Let's not get taken in by this conservative pessimism. Melanie Phillips' views are not as strange as they first appear, they have a long pedigree, but this does not make them convincing. All she is doing is digging up the old cyclical view of history, obsessed with the fall of the Roman Empire, that sees history as a process whereby the rise and fall of civilisations are intrinsically tied, to use the terminology of the late American historian Christopher Lasch, to "republican virtues". These are what Melanie Phillips sees as being embedded in her newly re-Christianised Europe. Prominent amongst these virtues is the idea of self-sacrifice. In this view, the cause of decline is "decadence" as communal ideals collapse into a form of selfish individualism. Softened by luxury, the old world would be unable to resist the challenge posed by the "virtuous", self sacrificing challengers and would be crushed by their vigour. The problem with Melanie Phillips' view, as with many other theories of history, is that it is hard to reconcile with reality.
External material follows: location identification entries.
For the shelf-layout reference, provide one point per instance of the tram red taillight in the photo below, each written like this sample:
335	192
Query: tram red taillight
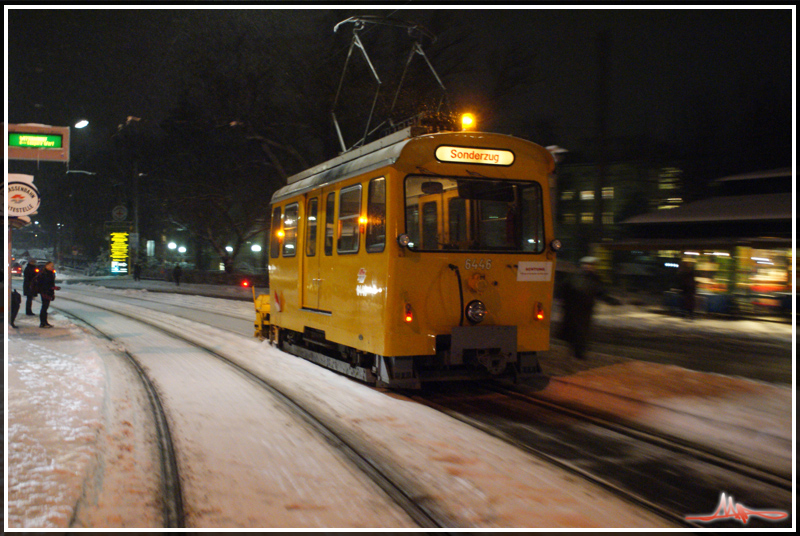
409	314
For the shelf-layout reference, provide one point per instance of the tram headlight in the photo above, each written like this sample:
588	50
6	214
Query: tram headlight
476	311
467	122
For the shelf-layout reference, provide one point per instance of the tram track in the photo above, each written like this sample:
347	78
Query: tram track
665	475
171	494
408	501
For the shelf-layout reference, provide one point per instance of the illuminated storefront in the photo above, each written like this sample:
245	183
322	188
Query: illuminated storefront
739	244
119	253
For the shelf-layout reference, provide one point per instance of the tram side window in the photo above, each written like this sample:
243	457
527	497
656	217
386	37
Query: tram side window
311	227
329	207
376	215
290	230
275	234
349	212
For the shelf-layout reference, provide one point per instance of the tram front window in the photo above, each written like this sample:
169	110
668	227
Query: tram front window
474	214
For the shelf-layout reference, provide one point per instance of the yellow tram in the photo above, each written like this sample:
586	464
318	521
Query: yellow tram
419	257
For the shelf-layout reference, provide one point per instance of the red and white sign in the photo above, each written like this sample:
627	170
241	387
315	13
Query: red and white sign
23	197
474	155
534	271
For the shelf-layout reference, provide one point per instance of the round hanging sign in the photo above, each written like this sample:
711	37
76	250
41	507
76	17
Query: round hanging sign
23	199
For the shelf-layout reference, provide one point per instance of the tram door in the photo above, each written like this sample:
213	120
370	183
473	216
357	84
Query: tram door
312	253
443	221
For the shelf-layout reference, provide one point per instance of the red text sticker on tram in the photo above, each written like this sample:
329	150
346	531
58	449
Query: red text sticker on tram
534	271
727	509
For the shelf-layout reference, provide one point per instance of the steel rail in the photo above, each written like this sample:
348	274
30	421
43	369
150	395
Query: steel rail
421	515
172	495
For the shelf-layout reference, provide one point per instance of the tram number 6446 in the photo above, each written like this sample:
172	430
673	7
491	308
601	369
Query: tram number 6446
475	264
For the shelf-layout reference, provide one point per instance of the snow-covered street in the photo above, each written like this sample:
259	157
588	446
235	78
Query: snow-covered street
80	455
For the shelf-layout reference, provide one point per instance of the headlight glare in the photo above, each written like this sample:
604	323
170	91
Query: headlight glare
476	311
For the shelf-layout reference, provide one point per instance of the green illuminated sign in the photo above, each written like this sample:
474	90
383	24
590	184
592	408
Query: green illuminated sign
34	141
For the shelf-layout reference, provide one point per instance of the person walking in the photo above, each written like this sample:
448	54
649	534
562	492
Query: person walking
177	272
16	300
45	285
27	277
579	293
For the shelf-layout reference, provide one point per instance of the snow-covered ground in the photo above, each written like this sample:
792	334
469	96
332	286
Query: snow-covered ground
64	410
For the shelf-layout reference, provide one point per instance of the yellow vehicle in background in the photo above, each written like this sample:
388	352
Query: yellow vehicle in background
419	257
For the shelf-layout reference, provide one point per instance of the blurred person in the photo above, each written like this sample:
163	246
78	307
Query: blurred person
177	272
16	301
45	286
27	277
688	288
579	293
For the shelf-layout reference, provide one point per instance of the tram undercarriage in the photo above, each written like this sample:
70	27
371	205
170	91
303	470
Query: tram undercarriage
467	354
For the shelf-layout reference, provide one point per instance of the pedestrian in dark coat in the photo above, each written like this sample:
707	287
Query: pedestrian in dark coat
579	292
27	277
45	285
16	300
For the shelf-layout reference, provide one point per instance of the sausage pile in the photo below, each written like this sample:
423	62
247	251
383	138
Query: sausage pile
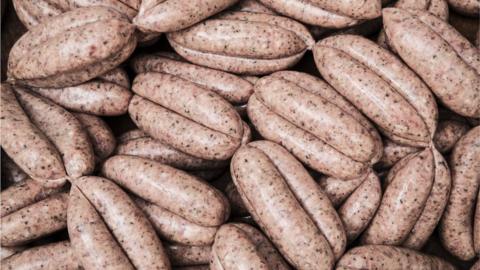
237	135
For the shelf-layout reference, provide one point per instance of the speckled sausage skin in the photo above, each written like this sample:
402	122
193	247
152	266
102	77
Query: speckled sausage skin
233	250
456	230
93	244
466	7
193	267
216	126
98	96
252	6
338	190
169	188
264	246
359	208
327	13
44	57
34	221
28	147
270	110
312	198
277	42
309	13
71	139
236	203
126	222
434	206
448	133
297	237
441	56
181	255
100	135
321	88
381	86
175	228
306	147
33	12
56	256
172	15
449	130
147	147
22	195
438	8
393	152
10	171
410	184
233	88
395	258
317	116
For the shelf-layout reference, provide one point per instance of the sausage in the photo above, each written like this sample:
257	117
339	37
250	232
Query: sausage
263	246
147	147
100	135
393	152
319	87
216	125
90	238
450	66
434	206
380	86
231	247
451	127
448	133
438	8
173	15
163	89
207	175
396	258
34	221
126	222
252	6
282	110
456	228
71	140
23	194
317	13
47	257
466	7
301	238
325	122
27	145
169	188
233	88
338	190
32	13
417	190
40	58
236	203
98	96
175	228
193	267
399	209
359	208
226	41
181	255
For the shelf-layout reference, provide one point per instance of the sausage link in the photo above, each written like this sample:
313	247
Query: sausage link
27	145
Lasch, in The True and Only Heaven: Progress and its Critics, argues that Adam Smith was consciously writing against the cyclical tradition with his assertion that a modern civilisation could be developed through the self-interest of individuals in the free market, that it was selfish individualism rather than virtue that was the key to a sustainable civilisation. For a follower of Smith, a defence of liberal and secular values is inherent in the development of commerce, in much the same way that the Manchester School saw free trade as an instrument of global peace. We do not willingly abandon prosperity.
The reality is that successful totalitarian and illiberal challenges are actually not the result of the psychological softening through comfort, but of the failure of the good life. It is in crisis that we suffer a loss of faith. If we are living the good life and being challenged by violent, self-sacrificing, hardened outsiders offering us the bad life instead, what will we do? Will we say, "I can't be bothered, let's have the bad life, it is so much easier"? That isn't what happened in 1939.
At heart there is an assumption that a range of belief systems, from Fascism to Religion, are somehow positive and vigorous, whilst secular liberalism is negative, an absence of belief. Commitment to secular liberalism can be as fierce as that to totalitarianism and, when challenged, all the resources of successful, prosperous societies can be mobilised to defend it.